Complex Reaction to Multi-National Merchant Acquiring

This NEWS ARTICLE

Published in Cards International

In the last four years, a relatively small community of merchant acquirers has considerably improved their reach outside of their home markets. This has occurred as a result of marginal relaxation of certain regulatory concepts (central acquiring in the EU, for example) and through improved capabilities at acquirers (a gradual proliferation of multi-currency capability, for instance).

Acquirers have also increased their reach through mergers and acquisitions in Europe and elsewhere and through joint ventures which innovate around card association road blocks to multi-country acquiring. Canada and the U.S., for example are increasingly a unified acquiring market. U.S. Bank’s and Bank of Ireland’s euroConex venture and FDMS’ and HBoS’ alliance may represent the camel’s nose under the tent for U.S. acquirers in the EU. Multi-national banks (which are local acquirers in multiple markets) have continued to have profound affects on various regions (Latin America, for example). Much more so than a few years ago, acquirers are able to provide a unified service offering across multiple countries, although it is still the case that no true global acquirer yet exists.

However, the percentage of merchants who expressed an active interest in utilizing the services of a multi-national acquirer across markets fell to 57 percent in First Annapolis research in 2003 from over 90 percent in similar research four years ago. We interviewed dozens of multi-national merchants regarding their preferences in acquiring services in 2003 and 1999. Though the merchants collectively had a presence in all regions globally, our sample had a strong North American/European concentration both in 2003 and in 1999. Our sample included a mixture of T&E, mail order, and retail merchants. It is easy to come to a first-blush conclusion that the appeal of multi-national acquiring  services have become less fashionable, but our results are actually more complex.

The difference in our results may simply be the result of the novelty of the concept having worn off over the past four years, in this hype-centric industry of ours. In 2003, the merchants we interviewed were at the tail end of a global downturn that may very well have focused more of the attention of treasurers and controllers everywhere more on such mundane issues as cost containment than on the somewhat untested transaction processing options we were asking about.

However, it is clear that merchants in T&E industries and card not present industries (mail order, Internet, etc.) have a much stronger inclination to use individual acquirers in more than one country. We have also found that among retailers, organizational structure had a huge impact on the merchant’s interest levels. Over two thirds of retailers that were highly centralized indicated an interest in multi-national acquiring whereas over 75 percent of the decentralized retailers indicated no interest.

“Acquirers wishing to expand outside of their home markets may be more successful by pursuing a strategy of becoming essentially a domestic acquirer in multiple markets”


More specific self-assessed needs of merchants also present a mixed set of outcomes in our research. Merchants indicated an affirmative interest in dealing with a local bank at a lower rate than four years ago. Just over 40 percent indicated a preference for local banks whereas nearly 50 percent had such a preference in 1999. This trend bodes well for monocline non-bank acquirers expanding into markets outside of their home market and is consistent with a trend in many nations for acquiring services to be construed as less and less a core banking service.

Also, merchants seem more able to take advantage of at least some of the services that multi-national acquirers can uniquely offer. In our previous research, essentially all of the respondents wished to receive settlement in the local currencies in which their store operations were located. At the time, we interpreted this result as being a function of how merchants’ treasury management was organized. In other words, because it had not been an option to receive anything but the local currency from acquirers historically, merchants’ operations and controls did not envision having settlement currency options. In our 2003 research, although most merchants still preferred settlement in local currency, a third indicated the preference for settlement in some other currency. We believe this is symptomatic of a gradual evolution in merchants’ cash management strategies and sophistication as well as gradual promotion from multi-currency players. (The implementation of the Euro has no doubt been influential in the thinking of some merchants as well.)

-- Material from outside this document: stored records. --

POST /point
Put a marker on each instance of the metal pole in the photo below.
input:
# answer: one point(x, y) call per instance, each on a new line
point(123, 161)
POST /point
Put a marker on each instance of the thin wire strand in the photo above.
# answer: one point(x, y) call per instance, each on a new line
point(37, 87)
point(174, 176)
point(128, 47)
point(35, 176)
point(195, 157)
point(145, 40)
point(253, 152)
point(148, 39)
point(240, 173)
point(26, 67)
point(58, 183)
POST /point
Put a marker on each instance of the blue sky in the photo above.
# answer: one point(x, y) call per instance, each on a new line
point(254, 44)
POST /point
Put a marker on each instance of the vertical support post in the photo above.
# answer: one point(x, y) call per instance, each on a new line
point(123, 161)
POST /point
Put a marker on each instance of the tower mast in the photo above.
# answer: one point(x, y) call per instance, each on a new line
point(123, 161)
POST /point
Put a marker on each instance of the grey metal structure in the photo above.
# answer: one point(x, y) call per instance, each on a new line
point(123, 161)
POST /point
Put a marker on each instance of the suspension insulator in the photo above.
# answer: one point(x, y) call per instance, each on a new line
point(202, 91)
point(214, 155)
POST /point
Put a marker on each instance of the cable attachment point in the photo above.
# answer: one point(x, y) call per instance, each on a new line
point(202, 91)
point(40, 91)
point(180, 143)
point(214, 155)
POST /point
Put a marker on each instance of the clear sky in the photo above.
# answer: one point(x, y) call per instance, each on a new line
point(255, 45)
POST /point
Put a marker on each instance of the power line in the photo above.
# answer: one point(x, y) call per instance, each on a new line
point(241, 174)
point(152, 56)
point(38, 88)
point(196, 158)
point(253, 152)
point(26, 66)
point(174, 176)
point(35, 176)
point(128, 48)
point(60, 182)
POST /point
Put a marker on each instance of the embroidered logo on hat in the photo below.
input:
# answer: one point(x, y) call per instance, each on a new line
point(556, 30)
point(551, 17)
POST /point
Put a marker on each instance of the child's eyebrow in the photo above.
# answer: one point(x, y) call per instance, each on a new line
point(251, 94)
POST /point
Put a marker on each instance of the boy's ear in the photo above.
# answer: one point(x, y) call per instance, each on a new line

On the other hand, we measure no change of significance in merchants’ desire for centralized reporting (less than 50 percent) and centralized settlement (less than 20 percent).

In 1999 we concluded, as a general statement, that for a multi-national acquirer to be broadly competitive, it needed to be better than the domestic acquirers on the basics of acquiring – pricing, servicing, chargeback processing, technology. The special service offerings that a multi-national acquirer could offer to a merchant were not sufficiently in demand to trump these more basic service components. This is obviously a generalization – it was clear in 1999 and it is clear now that there is a niche market of merchants who perceive significant value in consolidating their various acquiring relationships around the globe. And there are signs of a positive evolution in merchant attitudes to multi-national acquiring. However, we believe our 2003 results are consistent with the conclusion that acquirers wishing to expand outside of their home markets may be more successful by pursuing a strategy of becoming essentially a domestic acquirer in multiple markets rather than a multi-national acquirer skimming several dozen major relationships across multiple national markets.